- Created by: Mark Long Nick Sagan

Publication information
- Publisher: Radical Comics
- Schedule: Monthly
- Title(s): Aristeia Rising 1–5, Hubris 1–3
- Formats: Original material for the series has been published as a set of limited series.
- Genre: Military science fiction;
- Publication date: 2009–2010
- Number of issues: 6
- Main character(s): Samantha “Sam” Vijaya

Creative team
- Writer(s): M. Zachary Sherman
- Artist(s): Bagus Hutomo
- Letterer(s): Sean Konot
- Colorist(s): Leos Ng
- Editor(s): Jim Demonakos

Reprints
- Collected editions
- Aristeia Rising: ISBN 1-935417-01-0
- Hubris: ISBN 978-1935417378

= Shrapnel (Radical Comics) =

American comic book series by Mark Long and Nick Sagan

Shrapnel is an American military science fiction limited comic book series published by Radical Comics in collaboration with Zombie Studios. The story was created and plotted by Mark Long and Nick Sagan, the final script was written by M. Zachary Sherman, and the art is provided by Bagus Hutomo based on designs by Kai.

==Publication history==
The first series, Shrapnel: Aristeia Rising, consisting of five issues, ran from January to May 2009. The second series, Shrapnel: Hubris, consisting of three issues, was published in 2010.

==Plot synopsis==
===Aristeia Rising===
Aristeia Rising, the first of the three comics, takes place in the "far future" where the "Solar Alliance" has colonized nearly all of the Solar System.
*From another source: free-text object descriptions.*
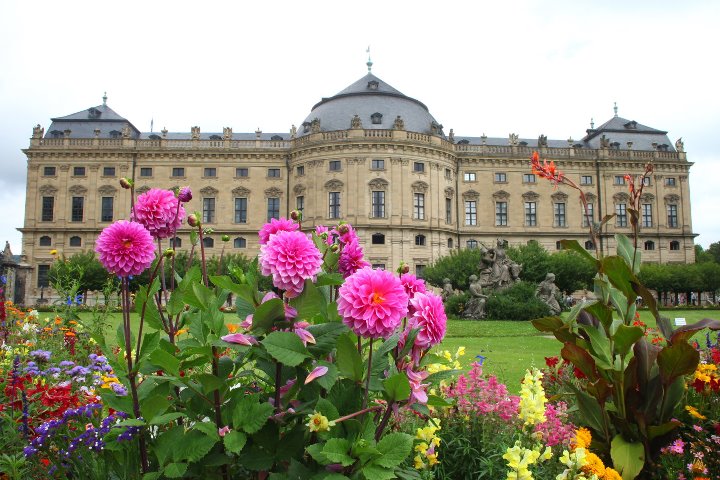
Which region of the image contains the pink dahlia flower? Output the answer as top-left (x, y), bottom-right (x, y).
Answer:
top-left (132, 188), bottom-right (185, 239)
top-left (400, 273), bottom-right (427, 298)
top-left (336, 223), bottom-right (358, 245)
top-left (95, 220), bottom-right (156, 277)
top-left (408, 291), bottom-right (447, 349)
top-left (338, 238), bottom-right (370, 278)
top-left (337, 267), bottom-right (409, 339)
top-left (260, 230), bottom-right (322, 297)
top-left (258, 217), bottom-right (299, 245)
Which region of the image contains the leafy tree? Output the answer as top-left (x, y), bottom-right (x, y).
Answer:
top-left (49, 251), bottom-right (112, 299)
top-left (422, 247), bottom-right (483, 290)
top-left (506, 240), bottom-right (551, 284)
top-left (695, 244), bottom-right (714, 263)
top-left (545, 250), bottom-right (595, 293)
top-left (707, 241), bottom-right (720, 264)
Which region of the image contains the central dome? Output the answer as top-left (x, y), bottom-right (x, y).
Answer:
top-left (298, 73), bottom-right (443, 137)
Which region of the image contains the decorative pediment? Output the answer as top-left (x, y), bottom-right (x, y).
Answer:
top-left (550, 191), bottom-right (568, 201)
top-left (664, 194), bottom-right (680, 203)
top-left (522, 191), bottom-right (539, 200)
top-left (613, 192), bottom-right (630, 202)
top-left (264, 187), bottom-right (283, 198)
top-left (492, 190), bottom-right (510, 200)
top-left (462, 189), bottom-right (480, 200)
top-left (232, 187), bottom-right (251, 197)
top-left (368, 178), bottom-right (389, 190)
top-left (444, 187), bottom-right (455, 198)
top-left (98, 185), bottom-right (117, 195)
top-left (293, 184), bottom-right (306, 195)
top-left (68, 185), bottom-right (88, 195)
top-left (324, 179), bottom-right (344, 191)
top-left (39, 184), bottom-right (58, 195)
top-left (640, 193), bottom-right (655, 202)
top-left (584, 192), bottom-right (596, 202)
top-left (200, 186), bottom-right (219, 196)
top-left (411, 181), bottom-right (429, 193)
top-left (136, 186), bottom-right (151, 195)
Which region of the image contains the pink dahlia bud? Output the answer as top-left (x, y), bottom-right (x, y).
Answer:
top-left (259, 230), bottom-right (322, 298)
top-left (119, 178), bottom-right (132, 189)
top-left (177, 186), bottom-right (192, 203)
top-left (290, 210), bottom-right (301, 221)
top-left (337, 267), bottom-right (409, 339)
top-left (187, 213), bottom-right (200, 228)
top-left (337, 224), bottom-right (349, 235)
top-left (95, 220), bottom-right (155, 277)
top-left (132, 188), bottom-right (186, 239)
top-left (258, 217), bottom-right (299, 245)
top-left (408, 291), bottom-right (447, 349)
top-left (398, 263), bottom-right (410, 275)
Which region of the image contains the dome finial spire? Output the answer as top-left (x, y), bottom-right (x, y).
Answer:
top-left (366, 46), bottom-right (373, 72)
top-left (103, 91), bottom-right (107, 106)
top-left (613, 101), bottom-right (618, 117)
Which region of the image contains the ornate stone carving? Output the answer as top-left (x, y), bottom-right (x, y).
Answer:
top-left (411, 181), bottom-right (429, 193)
top-left (161, 127), bottom-right (168, 138)
top-left (368, 178), bottom-right (389, 190)
top-left (664, 194), bottom-right (680, 203)
top-left (310, 118), bottom-right (321, 134)
top-left (613, 192), bottom-right (630, 202)
top-left (39, 185), bottom-right (58, 195)
top-left (290, 125), bottom-right (297, 138)
top-left (509, 133), bottom-right (519, 146)
top-left (477, 239), bottom-right (522, 292)
top-left (492, 190), bottom-right (510, 200)
top-left (122, 124), bottom-right (131, 139)
top-left (600, 135), bottom-right (610, 148)
top-left (68, 185), bottom-right (88, 195)
top-left (535, 273), bottom-right (561, 315)
top-left (462, 189), bottom-right (480, 200)
top-left (223, 127), bottom-right (233, 140)
top-left (444, 187), bottom-right (455, 198)
top-left (307, 160), bottom-right (324, 169)
top-left (522, 191), bottom-right (540, 201)
top-left (538, 134), bottom-right (548, 147)
top-left (551, 191), bottom-right (568, 201)
top-left (94, 129), bottom-right (101, 137)
top-left (200, 186), bottom-right (219, 196)
top-left (448, 129), bottom-right (455, 143)
top-left (463, 275), bottom-right (488, 319)
top-left (98, 185), bottom-right (117, 195)
top-left (191, 126), bottom-right (200, 139)
top-left (584, 192), bottom-right (597, 202)
top-left (350, 115), bottom-right (363, 129)
top-left (640, 193), bottom-right (655, 202)
top-left (324, 179), bottom-right (344, 191)
top-left (264, 187), bottom-right (283, 198)
top-left (32, 124), bottom-right (45, 139)
top-left (430, 121), bottom-right (443, 135)
top-left (59, 164), bottom-right (70, 172)
top-left (293, 184), bottom-right (306, 195)
top-left (675, 137), bottom-right (684, 152)
top-left (393, 116), bottom-right (405, 130)
top-left (232, 187), bottom-right (251, 197)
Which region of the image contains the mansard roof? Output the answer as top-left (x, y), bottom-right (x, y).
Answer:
top-left (46, 103), bottom-right (141, 139)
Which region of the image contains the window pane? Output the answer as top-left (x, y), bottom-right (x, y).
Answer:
top-left (204, 167), bottom-right (217, 177)
top-left (43, 166), bottom-right (56, 176)
top-left (413, 193), bottom-right (425, 220)
top-left (465, 201), bottom-right (477, 226)
top-left (103, 167), bottom-right (115, 176)
top-left (329, 192), bottom-right (341, 219)
top-left (667, 204), bottom-right (678, 227)
top-left (236, 168), bottom-right (248, 177)
top-left (554, 202), bottom-right (566, 227)
top-left (73, 166), bottom-right (86, 176)
top-left (616, 204), bottom-right (627, 227)
top-left (296, 166), bottom-right (304, 176)
top-left (445, 197), bottom-right (452, 224)
top-left (525, 202), bottom-right (536, 226)
top-left (71, 197), bottom-right (84, 222)
top-left (372, 159), bottom-right (384, 169)
top-left (42, 196), bottom-right (54, 222)
top-left (235, 198), bottom-right (247, 223)
top-left (268, 168), bottom-right (280, 177)
top-left (296, 196), bottom-right (304, 216)
top-left (101, 197), bottom-right (113, 222)
top-left (172, 167), bottom-right (185, 177)
top-left (413, 162), bottom-right (425, 172)
top-left (140, 167), bottom-right (152, 177)
top-left (495, 201), bottom-right (507, 226)
top-left (37, 265), bottom-right (50, 288)
top-left (202, 198), bottom-right (215, 223)
top-left (372, 191), bottom-right (385, 218)
top-left (329, 160), bottom-right (341, 171)
top-left (267, 197), bottom-right (280, 221)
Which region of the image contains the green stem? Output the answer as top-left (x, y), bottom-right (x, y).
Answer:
top-left (363, 339), bottom-right (373, 413)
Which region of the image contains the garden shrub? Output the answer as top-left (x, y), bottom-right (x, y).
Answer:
top-left (443, 292), bottom-right (470, 318)
top-left (485, 281), bottom-right (550, 321)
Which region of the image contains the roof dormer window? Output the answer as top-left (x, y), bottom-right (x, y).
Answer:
top-left (88, 107), bottom-right (101, 119)
top-left (367, 80), bottom-right (379, 90)
top-left (148, 134), bottom-right (161, 140)
top-left (610, 142), bottom-right (621, 149)
top-left (109, 130), bottom-right (122, 139)
top-left (209, 135), bottom-right (222, 140)
top-left (624, 121), bottom-right (637, 130)
top-left (271, 135), bottom-right (283, 141)
top-left (371, 112), bottom-right (383, 125)
top-left (458, 139), bottom-right (469, 144)
top-left (50, 130), bottom-right (64, 138)
top-left (302, 122), bottom-right (311, 133)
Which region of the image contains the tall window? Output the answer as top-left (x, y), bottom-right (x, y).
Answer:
top-left (465, 201), bottom-right (477, 226)
top-left (234, 198), bottom-right (247, 223)
top-left (37, 265), bottom-right (50, 288)
top-left (234, 237), bottom-right (247, 248)
top-left (329, 192), bottom-right (340, 219)
top-left (296, 196), bottom-right (304, 216)
top-left (447, 238), bottom-right (453, 248)
top-left (445, 168), bottom-right (452, 180)
top-left (644, 241), bottom-right (655, 251)
top-left (267, 197), bottom-right (280, 221)
top-left (525, 202), bottom-right (537, 226)
top-left (641, 203), bottom-right (653, 228)
top-left (583, 203), bottom-right (594, 227)
top-left (202, 198), bottom-right (216, 223)
top-left (296, 165), bottom-right (305, 176)
top-left (101, 197), bottom-right (113, 222)
top-left (445, 198), bottom-right (452, 224)
top-left (670, 240), bottom-right (680, 251)
top-left (39, 236), bottom-right (52, 246)
top-left (41, 196), bottom-right (54, 222)
top-left (616, 203), bottom-right (628, 227)
top-left (413, 193), bottom-right (425, 220)
top-left (495, 201), bottom-right (508, 226)
top-left (172, 167), bottom-right (185, 177)
top-left (415, 235), bottom-right (426, 246)
top-left (71, 197), bottom-right (84, 222)
top-left (372, 191), bottom-right (385, 218)
top-left (554, 202), bottom-right (566, 227)
top-left (202, 237), bottom-right (214, 248)
top-left (667, 204), bottom-right (678, 227)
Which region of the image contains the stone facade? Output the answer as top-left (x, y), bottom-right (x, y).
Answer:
top-left (18, 72), bottom-right (695, 304)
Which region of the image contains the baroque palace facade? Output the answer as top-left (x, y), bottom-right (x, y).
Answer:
top-left (19, 70), bottom-right (694, 304)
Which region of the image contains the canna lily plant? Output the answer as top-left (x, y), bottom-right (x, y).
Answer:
top-left (529, 152), bottom-right (720, 479)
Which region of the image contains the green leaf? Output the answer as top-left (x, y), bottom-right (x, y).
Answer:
top-left (570, 386), bottom-right (607, 440)
top-left (314, 363), bottom-right (339, 391)
top-left (315, 397), bottom-right (340, 420)
top-left (223, 430), bottom-right (247, 454)
top-left (670, 317), bottom-right (720, 344)
top-left (209, 275), bottom-right (245, 295)
top-left (647, 420), bottom-right (681, 441)
top-left (173, 430), bottom-right (218, 463)
top-left (375, 432), bottom-right (413, 468)
top-left (138, 331), bottom-right (161, 365)
top-left (362, 464), bottom-right (397, 480)
top-left (196, 373), bottom-right (226, 394)
top-left (149, 349), bottom-right (180, 377)
top-left (149, 412), bottom-right (185, 425)
top-left (336, 333), bottom-right (363, 381)
top-left (290, 280), bottom-right (327, 321)
top-left (322, 438), bottom-right (354, 466)
top-left (139, 395), bottom-right (169, 423)
top-left (232, 395), bottom-right (274, 434)
top-left (316, 272), bottom-right (344, 287)
top-left (600, 256), bottom-right (636, 310)
top-left (615, 234), bottom-right (641, 275)
top-left (613, 325), bottom-right (644, 357)
top-left (610, 434), bottom-right (645, 480)
top-left (657, 342), bottom-right (699, 386)
top-left (193, 421), bottom-right (220, 440)
top-left (307, 443), bottom-right (330, 465)
top-left (561, 342), bottom-right (598, 381)
top-left (166, 289), bottom-right (185, 317)
top-left (163, 463), bottom-right (188, 478)
top-left (307, 322), bottom-right (349, 357)
top-left (580, 324), bottom-right (612, 370)
top-left (383, 372), bottom-right (410, 402)
top-left (560, 239), bottom-right (599, 266)
top-left (531, 315), bottom-right (564, 333)
top-left (188, 282), bottom-right (214, 310)
top-left (262, 331), bottom-right (311, 367)
top-left (252, 298), bottom-right (286, 334)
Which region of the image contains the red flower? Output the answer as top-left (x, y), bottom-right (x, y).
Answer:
top-left (545, 356), bottom-right (559, 368)
top-left (573, 366), bottom-right (587, 380)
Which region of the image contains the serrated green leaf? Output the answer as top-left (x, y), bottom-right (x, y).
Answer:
top-left (223, 430), bottom-right (247, 454)
top-left (166, 289), bottom-right (185, 317)
top-left (315, 397), bottom-right (340, 420)
top-left (362, 464), bottom-right (397, 480)
top-left (149, 348), bottom-right (180, 377)
top-left (163, 462), bottom-right (188, 478)
top-left (232, 395), bottom-right (274, 434)
top-left (193, 421), bottom-right (219, 440)
top-left (149, 412), bottom-right (185, 425)
top-left (306, 322), bottom-right (348, 357)
top-left (336, 333), bottom-right (363, 381)
top-left (383, 372), bottom-right (410, 402)
top-left (322, 438), bottom-right (354, 466)
top-left (375, 432), bottom-right (413, 468)
top-left (262, 331), bottom-right (311, 367)
top-left (290, 279), bottom-right (327, 321)
top-left (252, 298), bottom-right (286, 334)
top-left (173, 430), bottom-right (217, 463)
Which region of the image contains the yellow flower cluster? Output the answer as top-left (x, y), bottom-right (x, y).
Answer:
top-left (559, 429), bottom-right (622, 480)
top-left (414, 419), bottom-right (441, 470)
top-left (685, 405), bottom-right (707, 420)
top-left (426, 347), bottom-right (465, 375)
top-left (572, 427), bottom-right (592, 450)
top-left (694, 363), bottom-right (718, 384)
top-left (306, 411), bottom-right (335, 433)
top-left (503, 441), bottom-right (552, 480)
top-left (518, 368), bottom-right (547, 426)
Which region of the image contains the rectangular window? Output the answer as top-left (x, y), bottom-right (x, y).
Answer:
top-left (495, 201), bottom-right (508, 226)
top-left (101, 197), bottom-right (113, 222)
top-left (580, 175), bottom-right (593, 185)
top-left (37, 265), bottom-right (50, 288)
top-left (234, 198), bottom-right (247, 223)
top-left (525, 202), bottom-right (537, 226)
top-left (236, 167), bottom-right (248, 177)
top-left (616, 203), bottom-right (628, 227)
top-left (554, 202), bottom-right (566, 227)
top-left (523, 173), bottom-right (536, 183)
top-left (43, 166), bottom-right (56, 176)
top-left (495, 172), bottom-right (507, 183)
top-left (268, 168), bottom-right (280, 178)
top-left (445, 197), bottom-right (452, 224)
top-left (204, 167), bottom-right (217, 177)
top-left (41, 196), bottom-right (54, 222)
top-left (372, 159), bottom-right (385, 170)
top-left (667, 204), bottom-right (678, 228)
top-left (445, 168), bottom-right (452, 180)
top-left (329, 192), bottom-right (341, 219)
top-left (267, 197), bottom-right (280, 221)
top-left (172, 167), bottom-right (185, 177)
top-left (464, 172), bottom-right (476, 182)
top-left (614, 175), bottom-right (626, 185)
top-left (415, 265), bottom-right (426, 278)
top-left (583, 203), bottom-right (594, 227)
top-left (140, 167), bottom-right (153, 177)
top-left (642, 177), bottom-right (651, 187)
top-left (102, 166), bottom-right (115, 177)
top-left (73, 166), bottom-right (86, 176)
top-left (372, 191), bottom-right (385, 218)
top-left (642, 203), bottom-right (653, 228)
top-left (296, 195), bottom-right (304, 216)
top-left (329, 160), bottom-right (342, 171)
top-left (465, 201), bottom-right (477, 226)
top-left (71, 197), bottom-right (84, 222)
top-left (413, 193), bottom-right (425, 220)
top-left (296, 165), bottom-right (304, 176)
top-left (413, 162), bottom-right (425, 173)
top-left (665, 177), bottom-right (676, 186)
top-left (202, 198), bottom-right (216, 223)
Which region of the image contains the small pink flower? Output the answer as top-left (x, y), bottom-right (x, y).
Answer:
top-left (95, 220), bottom-right (156, 277)
top-left (218, 426), bottom-right (231, 437)
top-left (336, 223), bottom-right (358, 245)
top-left (338, 238), bottom-right (370, 278)
top-left (260, 230), bottom-right (322, 297)
top-left (408, 292), bottom-right (447, 349)
top-left (221, 333), bottom-right (258, 346)
top-left (239, 315), bottom-right (253, 330)
top-left (305, 366), bottom-right (329, 385)
top-left (258, 217), bottom-right (299, 245)
top-left (400, 273), bottom-right (427, 298)
top-left (294, 327), bottom-right (316, 346)
top-left (132, 188), bottom-right (185, 239)
top-left (406, 368), bottom-right (429, 404)
top-left (337, 267), bottom-right (409, 339)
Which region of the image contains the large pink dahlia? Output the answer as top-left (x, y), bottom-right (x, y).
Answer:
top-left (258, 217), bottom-right (299, 245)
top-left (95, 220), bottom-right (156, 277)
top-left (260, 230), bottom-right (322, 297)
top-left (338, 238), bottom-right (370, 278)
top-left (337, 267), bottom-right (409, 339)
top-left (408, 291), bottom-right (447, 348)
top-left (132, 188), bottom-right (185, 239)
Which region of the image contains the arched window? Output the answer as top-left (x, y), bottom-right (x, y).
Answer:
top-left (670, 240), bottom-right (680, 251)
top-left (644, 240), bottom-right (655, 251)
top-left (447, 238), bottom-right (453, 249)
top-left (234, 237), bottom-right (247, 248)
top-left (69, 236), bottom-right (82, 247)
top-left (466, 239), bottom-right (478, 249)
top-left (415, 235), bottom-right (426, 246)
top-left (202, 237), bottom-right (214, 248)
top-left (371, 233), bottom-right (385, 245)
top-left (584, 240), bottom-right (594, 250)
top-left (170, 237), bottom-right (182, 248)
top-left (39, 236), bottom-right (52, 246)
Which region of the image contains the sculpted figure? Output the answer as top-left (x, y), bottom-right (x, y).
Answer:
top-left (441, 278), bottom-right (455, 300)
top-left (509, 133), bottom-right (519, 145)
top-left (536, 273), bottom-right (561, 315)
top-left (463, 275), bottom-right (488, 319)
top-left (32, 124), bottom-right (44, 138)
top-left (393, 115), bottom-right (405, 130)
top-left (351, 115), bottom-right (362, 129)
top-left (675, 137), bottom-right (684, 152)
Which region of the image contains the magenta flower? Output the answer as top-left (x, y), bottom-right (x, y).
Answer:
top-left (338, 238), bottom-right (370, 278)
top-left (260, 230), bottom-right (322, 297)
top-left (337, 267), bottom-right (409, 339)
top-left (221, 332), bottom-right (258, 346)
top-left (258, 217), bottom-right (299, 245)
top-left (400, 273), bottom-right (427, 298)
top-left (132, 188), bottom-right (185, 239)
top-left (178, 186), bottom-right (192, 203)
top-left (95, 220), bottom-right (156, 277)
top-left (305, 366), bottom-right (329, 385)
top-left (218, 426), bottom-right (231, 437)
top-left (408, 292), bottom-right (447, 349)
top-left (294, 321), bottom-right (316, 346)
top-left (406, 367), bottom-right (429, 404)
top-left (336, 223), bottom-right (358, 245)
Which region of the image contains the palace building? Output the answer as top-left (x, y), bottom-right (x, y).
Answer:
top-left (18, 68), bottom-right (694, 304)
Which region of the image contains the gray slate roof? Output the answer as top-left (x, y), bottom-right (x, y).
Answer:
top-left (45, 104), bottom-right (141, 139)
top-left (581, 115), bottom-right (674, 151)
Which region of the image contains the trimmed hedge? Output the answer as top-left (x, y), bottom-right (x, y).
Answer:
top-left (485, 281), bottom-right (551, 321)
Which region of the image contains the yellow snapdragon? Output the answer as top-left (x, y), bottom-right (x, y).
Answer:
top-left (414, 419), bottom-right (441, 470)
top-left (518, 368), bottom-right (547, 426)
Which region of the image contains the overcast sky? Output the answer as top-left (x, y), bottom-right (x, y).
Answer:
top-left (1, 0), bottom-right (718, 255)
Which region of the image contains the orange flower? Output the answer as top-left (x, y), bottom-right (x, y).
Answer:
top-left (530, 151), bottom-right (564, 185)
top-left (64, 331), bottom-right (76, 337)
top-left (54, 318), bottom-right (62, 325)
top-left (572, 427), bottom-right (592, 449)
top-left (603, 468), bottom-right (622, 480)
top-left (227, 323), bottom-right (239, 333)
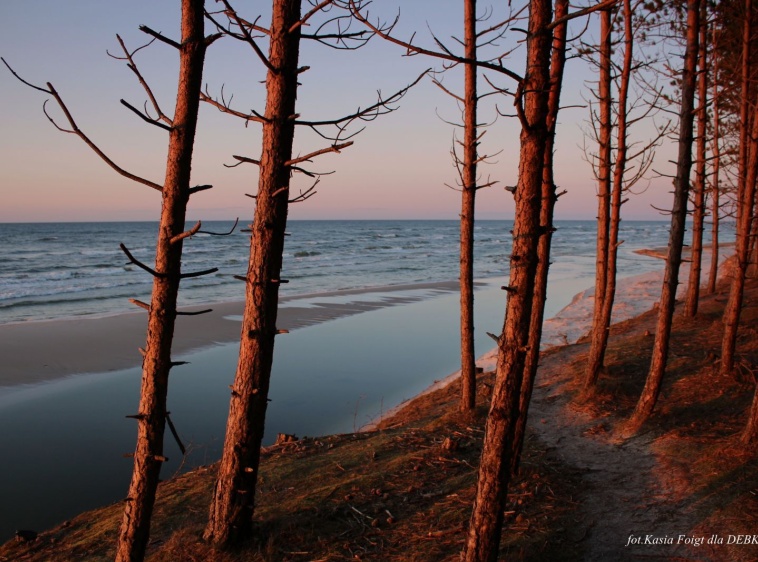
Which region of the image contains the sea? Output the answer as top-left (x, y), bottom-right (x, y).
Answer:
top-left (0, 219), bottom-right (728, 541)
top-left (0, 219), bottom-right (694, 325)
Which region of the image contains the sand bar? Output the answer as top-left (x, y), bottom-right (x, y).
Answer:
top-left (1, 243), bottom-right (732, 389)
top-left (0, 280), bottom-right (460, 387)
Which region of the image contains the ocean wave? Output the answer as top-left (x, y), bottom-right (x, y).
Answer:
top-left (0, 220), bottom-right (722, 325)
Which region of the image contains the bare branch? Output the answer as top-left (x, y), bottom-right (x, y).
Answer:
top-left (548, 0), bottom-right (620, 30)
top-left (295, 1), bottom-right (373, 49)
top-left (200, 87), bottom-right (267, 124)
top-left (129, 298), bottom-right (151, 311)
top-left (197, 217), bottom-right (240, 236)
top-left (205, 32), bottom-right (224, 47)
top-left (107, 37), bottom-right (155, 61)
top-left (285, 141), bottom-right (354, 166)
top-left (179, 267), bottom-right (219, 279)
top-left (112, 34), bottom-right (174, 129)
top-left (139, 25), bottom-right (181, 49)
top-left (165, 412), bottom-right (186, 455)
top-left (292, 0), bottom-right (335, 33)
top-left (176, 308), bottom-right (214, 316)
top-left (431, 76), bottom-right (464, 103)
top-left (435, 106), bottom-right (464, 128)
top-left (348, 1), bottom-right (522, 84)
top-left (217, 0), bottom-right (275, 72)
top-left (189, 184), bottom-right (213, 195)
top-left (475, 180), bottom-right (498, 190)
top-left (120, 243), bottom-right (165, 278)
top-left (289, 179), bottom-right (319, 203)
top-left (120, 99), bottom-right (172, 131)
top-left (228, 155), bottom-right (261, 168)
top-left (296, 69), bottom-right (430, 128)
top-left (170, 221), bottom-right (203, 244)
top-left (2, 59), bottom-right (163, 192)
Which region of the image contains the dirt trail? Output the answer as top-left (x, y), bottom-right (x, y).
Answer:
top-left (528, 347), bottom-right (704, 562)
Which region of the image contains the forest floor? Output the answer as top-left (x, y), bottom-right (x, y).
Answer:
top-left (2, 278), bottom-right (757, 561)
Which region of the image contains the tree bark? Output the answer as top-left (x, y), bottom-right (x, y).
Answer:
top-left (460, 0), bottom-right (478, 412)
top-left (204, 0), bottom-right (301, 547)
top-left (462, 1), bottom-right (552, 559)
top-left (707, 24), bottom-right (721, 296)
top-left (511, 0), bottom-right (568, 476)
top-left (583, 7), bottom-right (614, 391)
top-left (684, 0), bottom-right (709, 317)
top-left (593, 0), bottom-right (633, 394)
top-left (626, 0), bottom-right (701, 435)
top-left (721, 0), bottom-right (757, 379)
top-left (743, 379), bottom-right (758, 444)
top-left (116, 2), bottom-right (207, 560)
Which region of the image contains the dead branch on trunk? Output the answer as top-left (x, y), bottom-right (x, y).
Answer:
top-left (2, 58), bottom-right (163, 192)
top-left (347, 0), bottom-right (524, 83)
top-left (108, 35), bottom-right (174, 129)
top-left (198, 217), bottom-right (240, 236)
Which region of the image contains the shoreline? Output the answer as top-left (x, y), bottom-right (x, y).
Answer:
top-left (0, 280), bottom-right (463, 388)
top-left (370, 247), bottom-right (734, 427)
top-left (2, 242), bottom-right (728, 391)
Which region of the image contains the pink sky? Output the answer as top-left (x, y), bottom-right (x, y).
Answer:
top-left (0, 1), bottom-right (680, 223)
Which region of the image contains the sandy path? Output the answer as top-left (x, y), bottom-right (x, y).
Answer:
top-left (528, 352), bottom-right (702, 561)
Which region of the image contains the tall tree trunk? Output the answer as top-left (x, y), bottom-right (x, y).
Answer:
top-left (204, 0), bottom-right (301, 546)
top-left (743, 379), bottom-right (758, 443)
top-left (511, 0), bottom-right (568, 476)
top-left (462, 1), bottom-right (552, 559)
top-left (684, 0), bottom-right (709, 317)
top-left (583, 7), bottom-right (613, 391)
top-left (460, 0), bottom-right (478, 412)
top-left (116, 2), bottom-right (207, 560)
top-left (626, 0), bottom-right (701, 435)
top-left (595, 0), bottom-right (633, 392)
top-left (707, 24), bottom-right (721, 295)
top-left (721, 0), bottom-right (756, 379)
top-left (738, 109), bottom-right (758, 441)
top-left (750, 189), bottom-right (758, 279)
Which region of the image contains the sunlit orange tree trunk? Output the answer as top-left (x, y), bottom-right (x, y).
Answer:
top-left (707, 24), bottom-right (722, 295)
top-left (511, 0), bottom-right (568, 476)
top-left (720, 0), bottom-right (756, 379)
top-left (460, 0), bottom-right (479, 412)
top-left (583, 6), bottom-right (614, 391)
top-left (463, 0), bottom-right (552, 559)
top-left (736, 8), bottom-right (758, 444)
top-left (204, 0), bottom-right (302, 546)
top-left (626, 0), bottom-right (701, 435)
top-left (116, 4), bottom-right (213, 560)
top-left (593, 0), bottom-right (634, 391)
top-left (684, 0), bottom-right (710, 317)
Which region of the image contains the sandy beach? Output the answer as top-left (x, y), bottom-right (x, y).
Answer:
top-left (0, 280), bottom-right (461, 387)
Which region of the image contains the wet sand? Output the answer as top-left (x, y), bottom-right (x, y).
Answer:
top-left (0, 281), bottom-right (460, 387)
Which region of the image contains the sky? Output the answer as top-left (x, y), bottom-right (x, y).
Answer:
top-left (0, 1), bottom-right (681, 223)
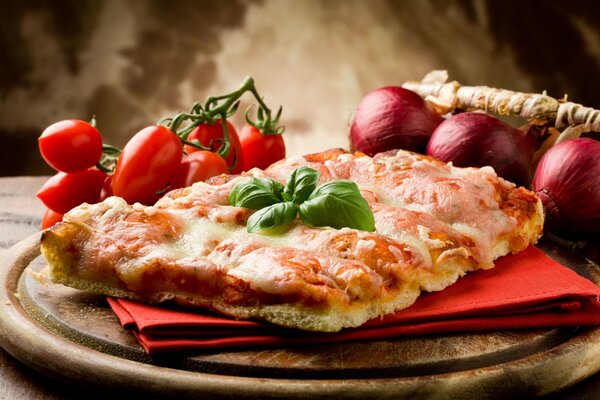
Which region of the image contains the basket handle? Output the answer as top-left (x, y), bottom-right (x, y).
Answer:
top-left (402, 70), bottom-right (600, 145)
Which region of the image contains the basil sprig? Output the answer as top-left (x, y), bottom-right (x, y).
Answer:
top-left (229, 167), bottom-right (375, 233)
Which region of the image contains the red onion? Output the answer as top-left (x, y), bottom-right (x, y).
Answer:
top-left (533, 138), bottom-right (600, 239)
top-left (426, 112), bottom-right (539, 187)
top-left (349, 87), bottom-right (443, 155)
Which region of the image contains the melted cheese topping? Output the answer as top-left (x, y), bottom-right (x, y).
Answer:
top-left (50, 149), bottom-right (543, 330)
The Solar Alliance is the dominant presence of humanity and has taken control by force and brutality. A rebellion on Venus, the last free planet, has been formed but is on the brink of losing the war against the Alliance. Samantha “Sam” Vijaya, a war hero who took exile on Venus, soon realizes the threat against the rebels and is faced with the choice of fleeing or helping them to fight back and keep their freedom. She is inevitably forced to team up with the rebels and combat the Alliance. With her previous experience, she teaches them to fight back and leads the uprising against the Solar Alliance.

==Collected editions==
The series were also published as trade paperbacks published by Radical Comics:
- Shrapnel: Aristeia Rising (184 pages, September 15, 2009, ISBN 1-935417-01-0)
- Shrapnel: Hubris (184 pages, 2010, ISBN 978-1935417378)

==Film adaptation==
In July 2009, Len Wiseman has been attached to direct and produce a film adaptation, but dropped out. In July 2011, Hilary Swank will star and produce the movie with Sean Daniel and Radical Pictures from a script by Toby Wagstaff.